“This externship gave me a new perspective on architecture because it exposed me to the processes that take place in the relocation of a business to the Lehigh Valley, incentives to encourage businesses to locate to brownfield sites, and the various other steps that foster the environment for businesses long before the architect comes into the picture,” says Kristian Smith ’13 (Washington, D.C.), who has a self-designed major of urban design and a minor in architectural studies.
During his externship over January break, Smith shadowed Pete Reinke ’85, vice president of business development for the Lehigh Valley Economic Development Corporation (LVEDC).
“I got to sit in on meetings, do a site visit to a business working in child services, and see a meeting of the Lehigh Valley Recycling Initiative,” says Smith. “In addition, I had the chance to interview several staff members about their job responsibilities.”
Reinke calls his work at LVEDC his “dream job.”
“I do business with the private sector while building local community connections. Everyday something is different,” he says. “LVEDC deals with large companies down to entrepreneurial businesses and addresses issues from minority and women’s health to business retention.

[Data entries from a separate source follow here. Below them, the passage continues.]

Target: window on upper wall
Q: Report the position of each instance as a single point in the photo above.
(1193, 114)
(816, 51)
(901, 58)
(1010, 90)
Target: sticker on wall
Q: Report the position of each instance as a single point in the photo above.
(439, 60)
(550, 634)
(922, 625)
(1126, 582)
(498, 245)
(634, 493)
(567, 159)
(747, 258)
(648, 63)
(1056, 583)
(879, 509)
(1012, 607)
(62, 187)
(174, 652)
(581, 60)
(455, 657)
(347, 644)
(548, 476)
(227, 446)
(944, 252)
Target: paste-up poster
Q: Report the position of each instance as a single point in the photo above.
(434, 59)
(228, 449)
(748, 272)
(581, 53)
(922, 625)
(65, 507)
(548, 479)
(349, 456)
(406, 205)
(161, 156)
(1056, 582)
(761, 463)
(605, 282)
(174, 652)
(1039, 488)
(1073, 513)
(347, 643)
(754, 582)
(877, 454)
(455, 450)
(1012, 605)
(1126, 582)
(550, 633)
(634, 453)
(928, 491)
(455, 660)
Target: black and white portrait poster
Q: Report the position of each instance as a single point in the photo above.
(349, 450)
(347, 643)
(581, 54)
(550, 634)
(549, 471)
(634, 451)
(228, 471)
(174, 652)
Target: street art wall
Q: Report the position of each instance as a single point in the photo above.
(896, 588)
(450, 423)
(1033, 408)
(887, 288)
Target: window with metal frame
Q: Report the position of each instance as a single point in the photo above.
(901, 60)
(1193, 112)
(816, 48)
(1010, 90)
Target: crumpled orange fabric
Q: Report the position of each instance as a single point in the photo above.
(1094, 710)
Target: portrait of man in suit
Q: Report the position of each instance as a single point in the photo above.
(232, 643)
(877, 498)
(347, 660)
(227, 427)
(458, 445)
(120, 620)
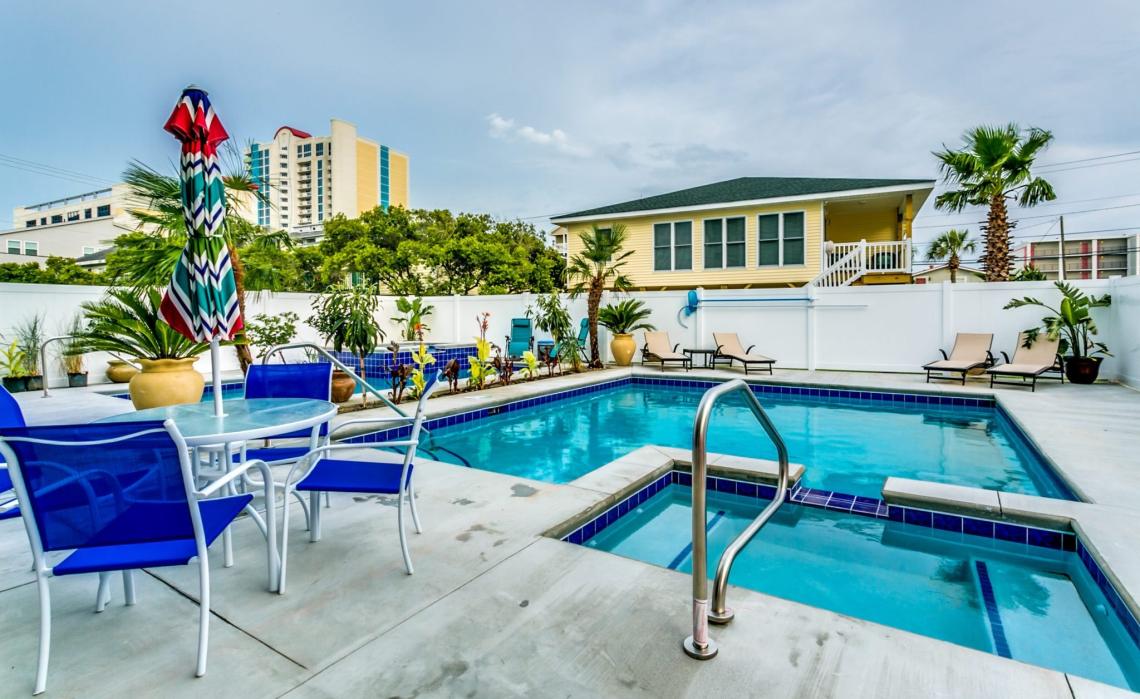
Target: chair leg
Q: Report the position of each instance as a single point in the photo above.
(415, 513)
(203, 614)
(104, 593)
(129, 587)
(41, 667)
(404, 536)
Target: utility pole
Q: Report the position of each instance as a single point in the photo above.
(1060, 254)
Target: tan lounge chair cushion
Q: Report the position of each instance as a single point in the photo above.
(658, 344)
(731, 347)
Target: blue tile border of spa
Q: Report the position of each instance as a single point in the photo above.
(869, 506)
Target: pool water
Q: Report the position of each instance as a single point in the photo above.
(846, 445)
(1048, 610)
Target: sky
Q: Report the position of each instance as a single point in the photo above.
(524, 110)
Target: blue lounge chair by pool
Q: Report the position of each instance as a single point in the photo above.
(320, 472)
(120, 497)
(521, 338)
(10, 416)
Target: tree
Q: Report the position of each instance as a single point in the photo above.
(596, 267)
(991, 169)
(950, 246)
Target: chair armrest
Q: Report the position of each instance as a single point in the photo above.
(237, 472)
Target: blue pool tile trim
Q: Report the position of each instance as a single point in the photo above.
(1001, 644)
(872, 508)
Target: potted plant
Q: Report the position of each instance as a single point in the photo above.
(621, 319)
(125, 322)
(412, 319)
(30, 336)
(345, 317)
(11, 362)
(71, 355)
(1074, 325)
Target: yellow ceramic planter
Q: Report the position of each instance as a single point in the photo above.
(165, 382)
(623, 347)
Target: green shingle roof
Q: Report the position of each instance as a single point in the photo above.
(743, 189)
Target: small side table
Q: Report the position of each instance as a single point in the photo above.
(709, 357)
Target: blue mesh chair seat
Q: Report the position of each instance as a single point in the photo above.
(323, 470)
(10, 416)
(119, 497)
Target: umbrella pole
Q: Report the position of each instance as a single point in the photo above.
(216, 372)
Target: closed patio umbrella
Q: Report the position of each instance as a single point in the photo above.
(201, 301)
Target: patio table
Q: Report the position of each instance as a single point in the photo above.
(243, 420)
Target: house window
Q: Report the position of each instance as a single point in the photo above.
(673, 245)
(724, 243)
(781, 238)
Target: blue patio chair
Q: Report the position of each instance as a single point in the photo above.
(10, 416)
(288, 381)
(120, 497)
(319, 472)
(521, 338)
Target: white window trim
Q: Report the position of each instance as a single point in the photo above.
(673, 245)
(724, 243)
(780, 216)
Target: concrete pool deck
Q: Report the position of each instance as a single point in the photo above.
(497, 609)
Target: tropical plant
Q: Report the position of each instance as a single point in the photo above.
(551, 316)
(30, 336)
(421, 358)
(125, 322)
(950, 246)
(71, 354)
(345, 317)
(596, 268)
(481, 367)
(265, 331)
(1071, 322)
(625, 317)
(991, 169)
(413, 314)
(11, 362)
(529, 364)
(1029, 274)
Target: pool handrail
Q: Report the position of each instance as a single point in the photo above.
(699, 644)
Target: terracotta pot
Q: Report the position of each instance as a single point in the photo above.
(120, 372)
(342, 385)
(1082, 370)
(167, 382)
(623, 347)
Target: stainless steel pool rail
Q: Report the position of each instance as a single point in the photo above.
(700, 645)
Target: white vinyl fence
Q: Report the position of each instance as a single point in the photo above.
(885, 328)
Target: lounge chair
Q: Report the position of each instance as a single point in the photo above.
(729, 347)
(971, 351)
(659, 349)
(120, 497)
(521, 338)
(1028, 362)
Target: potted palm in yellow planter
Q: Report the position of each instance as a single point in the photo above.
(125, 323)
(621, 319)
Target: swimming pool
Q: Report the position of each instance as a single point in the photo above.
(1029, 602)
(846, 444)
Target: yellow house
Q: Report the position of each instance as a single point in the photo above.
(755, 232)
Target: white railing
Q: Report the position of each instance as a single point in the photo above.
(846, 262)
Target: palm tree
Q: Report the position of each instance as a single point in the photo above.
(994, 167)
(950, 246)
(157, 206)
(596, 267)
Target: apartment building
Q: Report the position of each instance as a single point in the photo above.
(68, 227)
(1085, 258)
(307, 179)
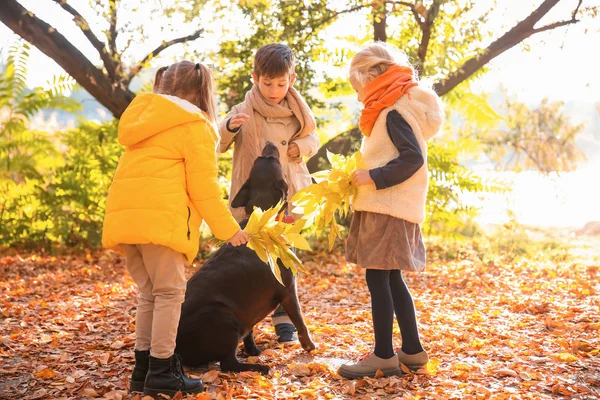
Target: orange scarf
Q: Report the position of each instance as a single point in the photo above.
(382, 92)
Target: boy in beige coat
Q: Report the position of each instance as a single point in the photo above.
(271, 111)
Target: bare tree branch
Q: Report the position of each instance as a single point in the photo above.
(109, 63)
(337, 14)
(418, 17)
(426, 28)
(514, 36)
(112, 31)
(164, 45)
(379, 21)
(554, 25)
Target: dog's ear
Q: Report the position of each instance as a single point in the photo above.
(243, 196)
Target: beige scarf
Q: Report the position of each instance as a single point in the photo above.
(249, 139)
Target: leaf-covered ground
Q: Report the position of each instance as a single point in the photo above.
(494, 325)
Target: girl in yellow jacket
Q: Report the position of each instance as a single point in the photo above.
(164, 186)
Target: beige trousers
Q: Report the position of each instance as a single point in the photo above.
(159, 274)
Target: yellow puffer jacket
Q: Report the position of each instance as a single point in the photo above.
(166, 181)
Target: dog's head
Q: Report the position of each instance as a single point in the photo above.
(265, 187)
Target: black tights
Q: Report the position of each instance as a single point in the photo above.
(389, 294)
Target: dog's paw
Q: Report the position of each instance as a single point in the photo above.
(263, 369)
(307, 344)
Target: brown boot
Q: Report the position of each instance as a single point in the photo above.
(369, 365)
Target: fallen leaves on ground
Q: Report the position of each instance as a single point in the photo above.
(493, 329)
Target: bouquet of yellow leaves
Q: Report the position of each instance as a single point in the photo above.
(272, 240)
(331, 194)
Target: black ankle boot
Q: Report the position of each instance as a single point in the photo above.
(286, 332)
(139, 371)
(166, 376)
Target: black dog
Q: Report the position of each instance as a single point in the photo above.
(234, 289)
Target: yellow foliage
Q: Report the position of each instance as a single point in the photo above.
(272, 240)
(330, 195)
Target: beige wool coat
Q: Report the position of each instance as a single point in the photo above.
(282, 132)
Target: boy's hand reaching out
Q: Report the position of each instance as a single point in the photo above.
(361, 177)
(238, 120)
(293, 151)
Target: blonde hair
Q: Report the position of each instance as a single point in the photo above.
(188, 81)
(374, 60)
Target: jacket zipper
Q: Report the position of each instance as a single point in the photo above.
(188, 223)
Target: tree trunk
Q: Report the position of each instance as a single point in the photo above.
(50, 42)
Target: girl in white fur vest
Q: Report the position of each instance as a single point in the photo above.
(398, 118)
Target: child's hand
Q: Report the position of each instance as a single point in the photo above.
(293, 151)
(238, 120)
(361, 177)
(239, 238)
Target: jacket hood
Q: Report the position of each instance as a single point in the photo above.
(151, 113)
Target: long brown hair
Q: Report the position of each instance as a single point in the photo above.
(188, 81)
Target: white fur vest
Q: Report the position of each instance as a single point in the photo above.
(422, 110)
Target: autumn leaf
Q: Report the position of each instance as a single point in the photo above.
(330, 196)
(46, 373)
(567, 357)
(210, 376)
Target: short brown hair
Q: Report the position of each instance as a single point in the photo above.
(274, 60)
(188, 81)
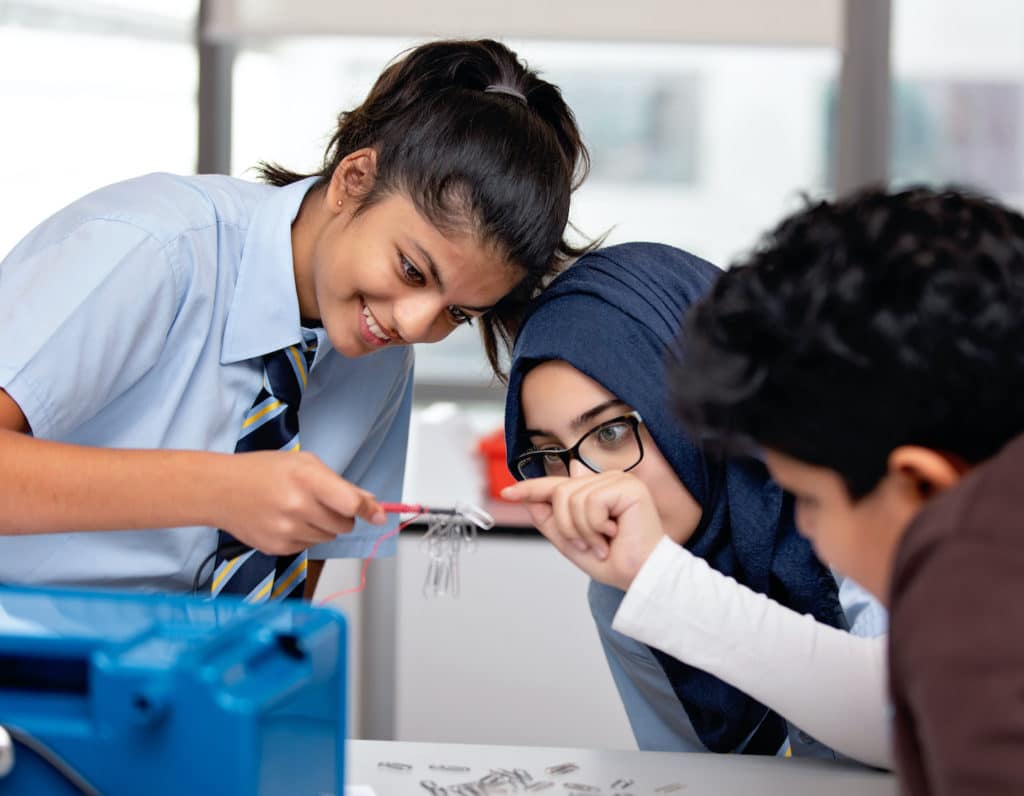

As a result, I get involved and oversee projects that touch upon numerous important issues for the Lehigh Valley.”
Smith observed this diversity in work and projects during the four days he spent shadowing Reinke.
“There was never a dull moment and it was always interesting,” he says. “I learned everything from the stages of planning a state-wide conference to the steps to brownfield restoration, to how businesses can access state government programs to provide incentives for development and job creation.”
Although there are no architects on staff at LVEDC, Reinke was able to put Smith in touch with colleagues in the field and help him develop potential connections. Reinke, who served as an assistant men’s basketball coach at Lafayette for five years, thinks it is important for students, alumni, and members of the local community to get involved in externships and internships.
“I believe this is a wonderful program that the College is doing. There are a lot of people who would love to share knowledge with students and to help out,” says Reinke.
Smith enjoyed the experience because it opened his eyes to new career options. “In addition to becoming an architect or urban designer, it exposed me to the possibility of working for an economic development corporation.”
After he graduates, Smith, a Posse Scholar who serves as the treasurer for the Hispanic Society of Lafayette and the vice president of QuEST (Questioning Established Sexual Taboos), hopes to work for an architectural firm or for a government agency dealing with transportation or urban design issues. He also sees graduate school in his future.